# ASME Steam Tables for ME Exam



## MechGuy (Aug 20, 2008)

Has anyone used the ASME Steam Tables? They have them listed on their website for about $15. I was looking for better tables than MERM has so I won't have to interpolate as much.

Is there a better set of Steam and/or gas tables that I should buy?

Thanks


----------



## Ralph (Aug 20, 2008)

I have a copy of these steam tables and they are basically the same as what you find in MERM. I looked at the other book from ASME, International Steam Tables for Industrial Use ($75), at a local engineering library and found it to be too much information for exam purposes. If you want a more complete table to reduce interpolation I would suggest searching for Steam Tables by Keenan and Keyes. Amazon has some for around $20, pay attention to what version you get some are SI others are US units. Keenan has a Gas Tables book that I found the same way.


----------



## M.E. Nebraska (Aug 28, 2008)

MechGuy said:


> Has anyone used the ASME Steam Tables? They have them listed on their website for about $15. I was looking for better tables than MERM has so I won't have to interpolate as much.Is there a better set of Steam and/or gas tables that I should buy?
> 
> Thanks


I purchased the ASME Internation Steam Tables for International Use and found it helpful for the exam. There are many tables that were not helpful. But I did find the steam tables useful and it did eliminate any interpolating on test day. Whatever you choose, get it now so you can practice using it before the exam. Good Luck.


----------



## GT ME (Aug 28, 2008)

I used the book "Steam Tables" (Keenan, Keyes, Hill, &amp; Moore as authors) for the exam.
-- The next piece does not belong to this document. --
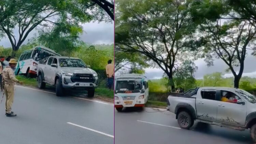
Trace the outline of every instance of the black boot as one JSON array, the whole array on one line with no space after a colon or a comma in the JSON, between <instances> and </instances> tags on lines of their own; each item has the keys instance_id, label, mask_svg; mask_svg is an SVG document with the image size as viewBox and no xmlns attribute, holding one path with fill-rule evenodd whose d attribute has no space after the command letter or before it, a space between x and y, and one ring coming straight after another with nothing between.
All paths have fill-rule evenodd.
<instances>
[{"instance_id":1,"label":"black boot","mask_svg":"<svg viewBox=\"0 0 256 144\"><path fill-rule=\"evenodd\" d=\"M12 111L12 112L11 112L11 114L13 114L13 111ZM6 111L5 111L5 115L6 115L6 114L7 114L7 113L6 113Z\"/></svg>"},{"instance_id":2,"label":"black boot","mask_svg":"<svg viewBox=\"0 0 256 144\"><path fill-rule=\"evenodd\" d=\"M16 114L11 113L10 114L6 114L6 116L16 116Z\"/></svg>"}]
</instances>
Anything to avoid interpolation is more than worth the money -- save me a ton of time on the exam.


----------



## Mike in Gastonia (Aug 29, 2008)

GT ME said:


> I used the book "Steam Tables" (Keenan, Keyes, Hill, &amp; Moore as authors) for the exam.
> Anything to avoid interpolation is more than worth the money -- save me a ton of time on the exam.


I'm absolutely shocked! Shocked, I tell you! You actually needed a reference for the exam? With all your experience, intelligence and arrogance confidence?


----------



## Sschell (Aug 29, 2008)

I used keenan &amp; keyes as well... good stuff, I actually read it sometimes just for fun.


----------